Es gibt einen Haken.

Ein erheblicher technischer Fehler führt dazu, dass fast eine Million Menschen – hauptsächlich Senioren – dauerhaft von diesem Zahlungssystem ausgeschlossen sein könnten. Wir drängen auf Innovationen und lassen dabei einen großen Teil der Bevölkerung zurück. Ist es wirklich ein Fortschritt, wenn es Ausgrenzung fordert?

Wie Zahlungen per Fingerabdruck Transaktionslimits aufheben

Kontaktloses Bezahlen hat die Warteschlangen an der Kasse bereits beschleunigt. Jetzt verschieben biometrische Karten diese Grenze noch weiter. Das Konzept ist einfach. Sie drücken Ihren Finger fest gegen ein kleines Lesegerät, das am Rand der Karte eingelassen ist. Anschließend halten Sie die Karte gegen das Terminal. Die Magie liegt im Detail.
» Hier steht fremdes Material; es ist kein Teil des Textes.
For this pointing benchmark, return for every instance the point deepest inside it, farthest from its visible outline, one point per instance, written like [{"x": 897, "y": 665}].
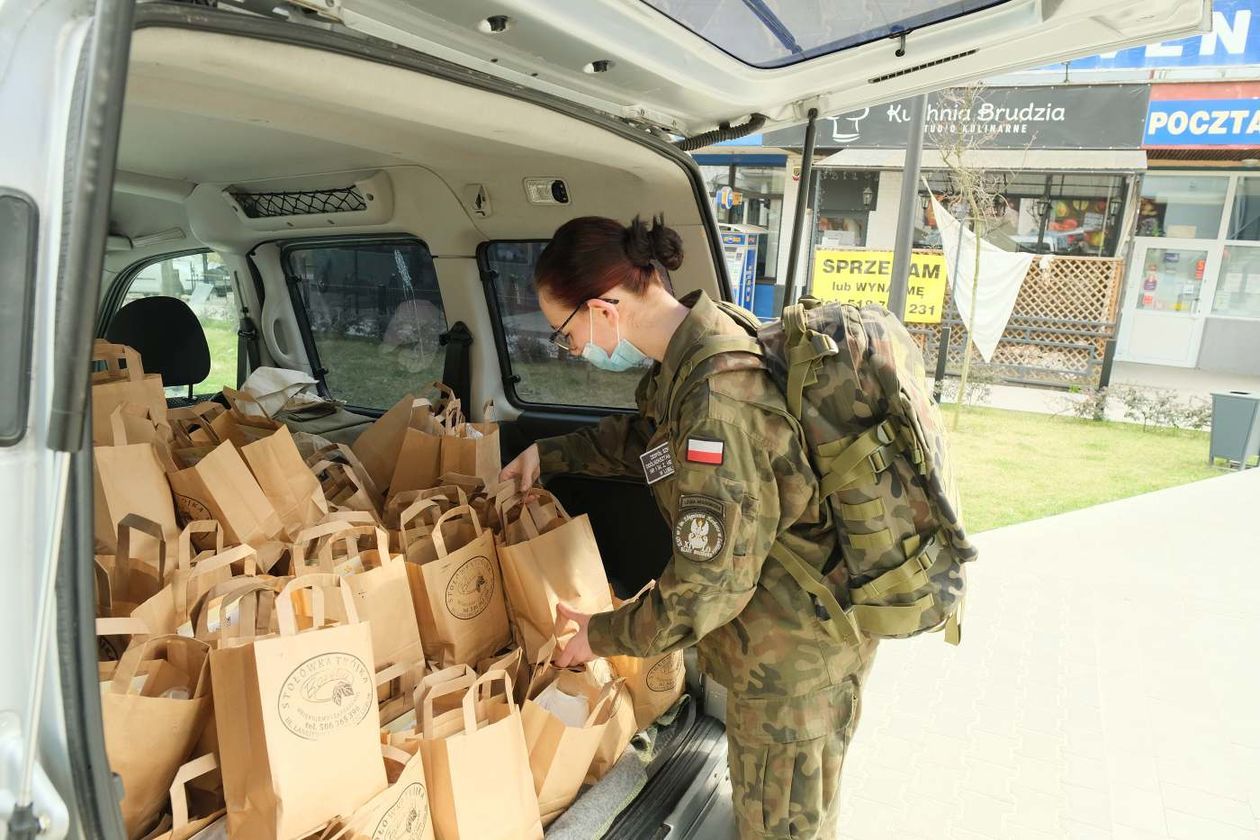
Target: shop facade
[{"x": 1164, "y": 178}]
Im Gegensatz zu herkömmlichen Tap-to-Pay-Transaktionen, die bei 50 € eingefroren sind, entfällt bei der biometrischen Authentifizierung die Obergrenze vollständig. Sie können alles kaufen. Bei größeren Beträgen ist keine PIN-Eingabe erforderlich. Das Sicherheitsmodell ist robust. Ihr Fingerabdruck wird in ein mathematisches Modell umgewandelt. Diese Daten werden in einem undurchdringlichen Chip auf der Karte selbst gespeichert. Weder der Händler noch Ihre Bank speichern eine Kopie Ihrer biometrischen Daten auf einem zentralen Server. Die Karte ist außerdem batterielos. Es bezieht Strom direkt aus dem Magnetfeld des Zahlungsterminals. Einzelhändler haben diese Technologie im vergangenen Frühjahr validiert, mit dem Ziel, die täglichen Ausgaben so sauber und entscheidend zu gestalten wie ein scharfes Schneiden einer Gartenschere.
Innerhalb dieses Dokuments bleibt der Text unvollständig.